July 18 2018: Directory Difficulties

Today one of our file servers had a drive fail. The normal failover process worked, but unfortunately took long enough to confuse a bunch of machines.

The usual symptom is that directories (home directories, project directories) will not attach. Often your login session will just hang.

Unfortunately, this takes a hard reboot to fix reliably. We are checking a bunch of the open login and compute servers (Wednesday afternoon), and rebooting as we can.

Jan 4 2018: Hardware Vulnerability Patching Schedule

In the last few days rumors of terrible, CPU-level security vulnerabilities have been appearing in the tech news. Last night the embargo on details was broken, and it's quite a mess. The BCG will need to patch all machines in the department, probably more than once, to address the problems.

Over the next week, please:

  1. Log out if you are away from a machine more than a few hours (including remotely). This lets us patch machines when we see no one is logged into them.
  2. Please avoid long-running compute jobs, either directly or through condor. This will minimize work lost when we reboot a machine.

One of the two vulnerabilities cannot be fully solved short of replacing the CPU. The patches for that are work-arounds which try to minimize the risk of the vulnerability. These patches do degrade the performance somewhat, from nearly 20% for certain kinds of database tasks, to more modest 3-5% hits for purely computational work. What the hit will be like for average, daily workloads is not yet clear.

Patches are already available for all three of our platforms: Windows, MacOS, and Linux. We have already begun to apply patches on free machines. As firmware updates become available BCG staff will need to visit people's desktop machines and spend time with laptops.

Power Outage at CSC - 11/29/17

On 11/29/17 at approximately 4:00AM - 6:00AM, all department desktops located in the CSC were impacted by brief power outage due to maintenance by hospital staff. This means all desktops were restarted, and any unsaved work would have been lost.

We have addressed the majority of desktops and issues caused by this outage, however if you see any abnormal behavior please contact the BCG.

Network Outage - 10/13/17

At approximately 11:30AM on 10/13, we were made of aware of network related issues effecting the BMI department file and compute servers. The issue was a result of failed network updates made by UW DoIT, and has since been resolved (by ~1:00PM).

This effected all Linux users, and network shared drives for Mac and Windows users. If you continue to have issues after 1:00PM, please try restarting your desktop. If this does not resolve it, please contact BCG support.

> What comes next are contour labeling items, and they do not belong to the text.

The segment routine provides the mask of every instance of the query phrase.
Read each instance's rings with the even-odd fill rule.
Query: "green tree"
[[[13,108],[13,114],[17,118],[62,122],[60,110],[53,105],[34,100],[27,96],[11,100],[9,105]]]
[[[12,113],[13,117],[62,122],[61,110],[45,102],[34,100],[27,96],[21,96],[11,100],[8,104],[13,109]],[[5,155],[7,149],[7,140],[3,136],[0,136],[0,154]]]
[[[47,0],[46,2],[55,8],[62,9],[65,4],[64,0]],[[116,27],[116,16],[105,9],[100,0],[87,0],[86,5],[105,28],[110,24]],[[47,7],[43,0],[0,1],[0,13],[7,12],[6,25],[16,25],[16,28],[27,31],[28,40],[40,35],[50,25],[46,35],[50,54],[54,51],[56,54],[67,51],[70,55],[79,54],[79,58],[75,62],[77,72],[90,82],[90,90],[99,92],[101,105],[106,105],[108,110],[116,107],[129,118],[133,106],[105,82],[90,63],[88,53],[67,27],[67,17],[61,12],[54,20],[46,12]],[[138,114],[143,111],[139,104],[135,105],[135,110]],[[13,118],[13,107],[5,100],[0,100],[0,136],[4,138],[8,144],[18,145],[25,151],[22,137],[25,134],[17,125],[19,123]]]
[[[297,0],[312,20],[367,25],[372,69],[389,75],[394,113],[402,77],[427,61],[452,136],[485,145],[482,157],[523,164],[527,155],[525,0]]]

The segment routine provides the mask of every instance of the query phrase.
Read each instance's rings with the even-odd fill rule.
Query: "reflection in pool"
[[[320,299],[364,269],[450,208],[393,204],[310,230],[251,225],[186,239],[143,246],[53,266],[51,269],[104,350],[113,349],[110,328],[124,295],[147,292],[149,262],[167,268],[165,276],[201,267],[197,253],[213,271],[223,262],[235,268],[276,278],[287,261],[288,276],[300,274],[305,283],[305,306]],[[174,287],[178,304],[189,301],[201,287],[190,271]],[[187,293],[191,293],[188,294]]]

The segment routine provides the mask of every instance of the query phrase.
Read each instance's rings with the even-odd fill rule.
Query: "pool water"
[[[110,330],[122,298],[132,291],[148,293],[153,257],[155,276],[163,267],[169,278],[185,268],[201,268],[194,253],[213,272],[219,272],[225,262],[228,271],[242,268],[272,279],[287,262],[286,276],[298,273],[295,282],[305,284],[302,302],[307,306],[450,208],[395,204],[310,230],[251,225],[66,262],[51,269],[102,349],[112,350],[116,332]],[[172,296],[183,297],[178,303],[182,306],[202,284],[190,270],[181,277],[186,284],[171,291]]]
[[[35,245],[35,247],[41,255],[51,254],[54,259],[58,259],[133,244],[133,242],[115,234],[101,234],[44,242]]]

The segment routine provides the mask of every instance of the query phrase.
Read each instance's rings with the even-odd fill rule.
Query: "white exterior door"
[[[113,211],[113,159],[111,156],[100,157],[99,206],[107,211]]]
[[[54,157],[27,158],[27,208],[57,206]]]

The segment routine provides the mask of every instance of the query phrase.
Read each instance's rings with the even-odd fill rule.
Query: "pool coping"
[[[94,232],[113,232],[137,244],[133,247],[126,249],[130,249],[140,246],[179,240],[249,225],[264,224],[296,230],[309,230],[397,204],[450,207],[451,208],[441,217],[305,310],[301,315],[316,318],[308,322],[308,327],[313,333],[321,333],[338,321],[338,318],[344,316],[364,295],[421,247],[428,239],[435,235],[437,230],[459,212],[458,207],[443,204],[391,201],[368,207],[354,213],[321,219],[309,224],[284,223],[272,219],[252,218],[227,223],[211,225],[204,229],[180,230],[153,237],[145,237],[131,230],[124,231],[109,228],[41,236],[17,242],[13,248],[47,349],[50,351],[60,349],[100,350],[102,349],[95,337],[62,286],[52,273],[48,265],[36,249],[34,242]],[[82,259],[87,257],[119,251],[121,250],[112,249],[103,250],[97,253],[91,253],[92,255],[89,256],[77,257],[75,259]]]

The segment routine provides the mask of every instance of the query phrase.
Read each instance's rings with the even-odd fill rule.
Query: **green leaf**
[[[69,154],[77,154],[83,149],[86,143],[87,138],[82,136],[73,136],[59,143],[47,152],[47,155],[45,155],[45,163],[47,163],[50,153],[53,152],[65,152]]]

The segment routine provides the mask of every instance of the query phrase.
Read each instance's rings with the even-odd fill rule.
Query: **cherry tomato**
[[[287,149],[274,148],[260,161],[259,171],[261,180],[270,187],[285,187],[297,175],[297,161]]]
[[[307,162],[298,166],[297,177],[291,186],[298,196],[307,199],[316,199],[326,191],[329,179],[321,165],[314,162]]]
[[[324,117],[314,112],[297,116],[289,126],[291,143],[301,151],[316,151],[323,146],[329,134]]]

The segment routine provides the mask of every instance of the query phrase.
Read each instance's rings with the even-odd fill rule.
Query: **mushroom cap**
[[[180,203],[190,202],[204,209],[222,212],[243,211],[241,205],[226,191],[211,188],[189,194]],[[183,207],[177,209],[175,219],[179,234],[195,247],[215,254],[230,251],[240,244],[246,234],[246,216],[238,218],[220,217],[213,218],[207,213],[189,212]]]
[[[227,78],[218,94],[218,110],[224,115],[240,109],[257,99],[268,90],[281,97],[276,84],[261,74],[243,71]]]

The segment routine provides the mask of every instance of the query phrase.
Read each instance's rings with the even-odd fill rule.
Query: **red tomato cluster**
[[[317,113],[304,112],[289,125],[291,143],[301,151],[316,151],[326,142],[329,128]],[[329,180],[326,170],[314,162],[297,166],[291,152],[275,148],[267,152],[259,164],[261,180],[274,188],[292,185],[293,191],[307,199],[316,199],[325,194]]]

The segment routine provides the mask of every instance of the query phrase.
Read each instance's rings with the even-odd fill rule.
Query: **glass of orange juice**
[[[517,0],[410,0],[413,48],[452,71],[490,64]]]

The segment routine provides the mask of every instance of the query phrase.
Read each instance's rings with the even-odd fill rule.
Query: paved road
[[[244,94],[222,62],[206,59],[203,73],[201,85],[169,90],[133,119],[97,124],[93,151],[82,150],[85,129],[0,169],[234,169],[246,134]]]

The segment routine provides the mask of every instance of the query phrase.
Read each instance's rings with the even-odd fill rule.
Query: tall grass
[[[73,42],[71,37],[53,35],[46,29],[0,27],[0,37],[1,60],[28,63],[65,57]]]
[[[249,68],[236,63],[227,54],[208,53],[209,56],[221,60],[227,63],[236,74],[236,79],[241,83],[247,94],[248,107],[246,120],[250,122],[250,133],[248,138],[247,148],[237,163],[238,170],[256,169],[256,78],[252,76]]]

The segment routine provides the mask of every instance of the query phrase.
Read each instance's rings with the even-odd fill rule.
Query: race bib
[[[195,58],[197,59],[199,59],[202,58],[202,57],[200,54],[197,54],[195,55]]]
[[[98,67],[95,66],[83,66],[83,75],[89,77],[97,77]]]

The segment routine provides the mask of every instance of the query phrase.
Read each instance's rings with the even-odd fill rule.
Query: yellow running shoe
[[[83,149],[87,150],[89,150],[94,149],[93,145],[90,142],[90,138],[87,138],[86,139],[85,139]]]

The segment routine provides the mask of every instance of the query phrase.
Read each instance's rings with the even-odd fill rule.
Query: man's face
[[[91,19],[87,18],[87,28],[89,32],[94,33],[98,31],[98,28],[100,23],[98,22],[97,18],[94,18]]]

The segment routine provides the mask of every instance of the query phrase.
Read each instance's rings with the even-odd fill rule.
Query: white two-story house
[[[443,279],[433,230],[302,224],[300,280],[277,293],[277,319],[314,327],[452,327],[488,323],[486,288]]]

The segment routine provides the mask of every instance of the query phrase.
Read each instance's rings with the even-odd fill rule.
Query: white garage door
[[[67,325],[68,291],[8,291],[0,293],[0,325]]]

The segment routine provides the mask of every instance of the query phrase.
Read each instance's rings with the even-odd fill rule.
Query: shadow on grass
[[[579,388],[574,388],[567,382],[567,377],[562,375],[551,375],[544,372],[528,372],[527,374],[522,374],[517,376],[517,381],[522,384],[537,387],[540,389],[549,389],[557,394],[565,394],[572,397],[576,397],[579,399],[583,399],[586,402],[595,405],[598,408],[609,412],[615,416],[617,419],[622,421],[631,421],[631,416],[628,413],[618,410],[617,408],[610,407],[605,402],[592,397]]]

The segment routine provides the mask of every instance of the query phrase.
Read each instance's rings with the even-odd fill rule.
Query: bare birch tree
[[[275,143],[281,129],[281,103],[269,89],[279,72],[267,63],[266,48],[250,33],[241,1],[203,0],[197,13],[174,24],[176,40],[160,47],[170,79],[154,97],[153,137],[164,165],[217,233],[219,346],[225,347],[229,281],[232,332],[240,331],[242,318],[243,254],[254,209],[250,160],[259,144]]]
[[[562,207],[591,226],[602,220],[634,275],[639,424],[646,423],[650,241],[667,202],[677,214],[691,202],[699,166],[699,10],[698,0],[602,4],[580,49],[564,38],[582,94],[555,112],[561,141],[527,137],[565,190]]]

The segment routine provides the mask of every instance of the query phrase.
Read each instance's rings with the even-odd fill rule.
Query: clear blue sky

Power Outage at CSC Saturday Sept 30 3AM-5AM

There is going to be a power outage 3AM - 5AM in the CSC which will affect all BMI offices located there. It's asking for trouble to let a computer be rudely cut off from power without a chance to politely shut down, so before you leave for the weekend, please shut down your desktop computers.

The CSC server room is on backup generator power, so the servers should be unaffected.

Wed, July 19, 2017: UW Campus Network Outage [RESOLVED]

Starting on July 18th at 8PM, the entire UW campus has been experiencing widespread network outages that are effecting many different buildings and departments including the SMPH. Any desktop or server connected to the Biostatistics and Medical Informatics network may have internet or connection issues preventing any outside connection. There are reports that campus WiFi currently works in most areas.

Wed, June 21, 2017: Linux machine security issue and reboots

To address an extremely dangerous and widespread vulnerability, we will be patching all the linux machines in the next few days.

This patch requires a reboot.

Condor users will see a slightly higher rate of job restarts as we patch and reboot the condor-only hosts. We will try to schedule patch times with people for their desktop machines, but we don't want to spend more than a few days on getting every computer patched.